While this idea has some merit, the WG eventually decided on the use of xml:lang (details below), whose value (we believe) definitional cannot be an XPointer.
Currently, there are two separate but very similar mechanisms for indicating the language of elements in TEI XML documents: the TEI lang attribute and the xml:lang attribute. This is obviously not a desirable situation, mostly because many users get confused, but also for other reasons including the potential for conflict.
While the TEI has more control over the semantics of lang, the xml:lang attribute is an integral part of XML, and thus a) cannot be removed from the picture, and b) is more likely to be supported by software.
- it refers to attribute values in addition to content (the ‘scoping’ problem)

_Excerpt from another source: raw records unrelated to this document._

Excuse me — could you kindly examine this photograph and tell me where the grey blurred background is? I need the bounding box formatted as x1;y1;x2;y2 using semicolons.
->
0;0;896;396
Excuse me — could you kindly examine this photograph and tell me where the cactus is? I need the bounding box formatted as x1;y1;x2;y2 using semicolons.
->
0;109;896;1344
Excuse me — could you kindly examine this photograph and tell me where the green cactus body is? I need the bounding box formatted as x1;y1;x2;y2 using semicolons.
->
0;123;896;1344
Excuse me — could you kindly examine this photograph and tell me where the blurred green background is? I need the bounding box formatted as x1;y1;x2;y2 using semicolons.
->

- you can refer to only one authority
So our final recommendation is to get rid of lang completely and to use xml:lang instead. The value of xml:lang will (per XML spec per RFC 3066) be either an ISO 639 2- or 3-letter code, an ‘i-’ prepended to an IANA code, or an ‘x-’ prepended to a user-specified code. When an ‘x-’ user-specified code is used, a corresponding <language> element in <teiHeader> with an n attribute whose value matches the value of the xml:lang attribute's ‘x-’ value is required. (For ISO and IANA codes it is optional.)
After some discussion, the WG decided to recommend that xml:lang be required on <text> . Failing that, at least it should appear on <text> in all the examples.

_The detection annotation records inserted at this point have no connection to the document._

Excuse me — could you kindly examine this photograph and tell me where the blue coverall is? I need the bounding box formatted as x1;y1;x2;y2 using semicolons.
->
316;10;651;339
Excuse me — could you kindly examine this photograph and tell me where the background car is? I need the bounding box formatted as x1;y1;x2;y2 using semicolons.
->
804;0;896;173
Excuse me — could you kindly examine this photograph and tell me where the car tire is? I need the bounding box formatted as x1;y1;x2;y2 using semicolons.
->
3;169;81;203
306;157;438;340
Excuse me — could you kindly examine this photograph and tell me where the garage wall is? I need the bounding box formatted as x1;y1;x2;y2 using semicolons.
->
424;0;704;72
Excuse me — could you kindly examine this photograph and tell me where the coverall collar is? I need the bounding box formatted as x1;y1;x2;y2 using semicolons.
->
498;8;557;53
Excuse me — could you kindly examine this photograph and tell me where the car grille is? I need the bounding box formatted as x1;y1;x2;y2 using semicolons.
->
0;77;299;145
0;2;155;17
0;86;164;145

It may be best to move the discussion of xml:lang and <langUsage> from HD to CH, with a reference in HD. Eventually the WG rejected this idea though, and agreed to keep discussion in CH.
Discussion of CE W 06
Discussion of whether the properties in <char> and <glyph> should be structured into normative and non-normative (as with original DTD frag), or generic (as per LB's suggestion).
Agreed that value of ucs attribute must be hex number, not binary representation. Decided to use the ‘U+hhhh’ notation, defined by the Unicode standard. 1
It is important that CE W 06 discuss the difference between Unicode assigned, not (yet) assigned, and PUA, and forbid use of not assigned.

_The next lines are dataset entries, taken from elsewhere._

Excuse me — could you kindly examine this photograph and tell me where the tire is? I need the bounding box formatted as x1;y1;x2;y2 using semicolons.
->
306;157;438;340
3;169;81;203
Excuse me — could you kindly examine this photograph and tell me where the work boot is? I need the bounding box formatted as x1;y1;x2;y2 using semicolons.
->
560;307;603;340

We discussed whether a <char> must have a code-point (PUA or otherwise) or not. Eventually decided, based on CW's ‘broken software’ example (?) to strongly recommend the use of ucs, but not require it.
Agreed, now that ucs is not in a normative property, we no longer need to have a section for normative properties at all.
Agreed that CE W 06 needs to discuss scenario of a locally defined non-Unicode character becoming an approved Unicode character.
Decided to use <equiv> (the semantics of which will need to be expanded a bit) instead of <mapping> .
Discussed <note> v. <remarks> at end of <char> and <glyph> without resolution.
Decided to add an optional <gloss> after the <name> of the <char> or <glyph> .
Removed target of <char> and <glyph> .
Agreed to keep that the name of the naming element child of <char> and <glyph> should be <name> .
Agreed to put <charDesc> inside <encodingDesc> , editors to determine exact details.
Agreed that we cannot foresee uses of type on <desc> or <figure> , and, since this attribute is not present in the current TEI declaration for these elements, we removed them from the WSD version.
CE W 01
We agree that there is no longer any need to discuss how to encode which writing system you're using, as Unicode does it for you. However, we do need a paragraph explaining the differences between language, writing system, and character encoding. A footnote should explain that in the SGML world we needed a WSD to make up for the fact that character code-points were overloaded.
Part of our discussion revealed the importance of including a discussion of (and warning about) the consequences of using default attributes in your DTD, probably in the modification and extension parts.
Schedule
We would like to have drafts complete by 2003-12-06. CW would like to report on our progress (hopefully done) at TEI Council call in 2004-01.
The editors, on behalf of the TEI, thank the WG as a whole for its productive efforts, and particularly CW for his leadership of this group.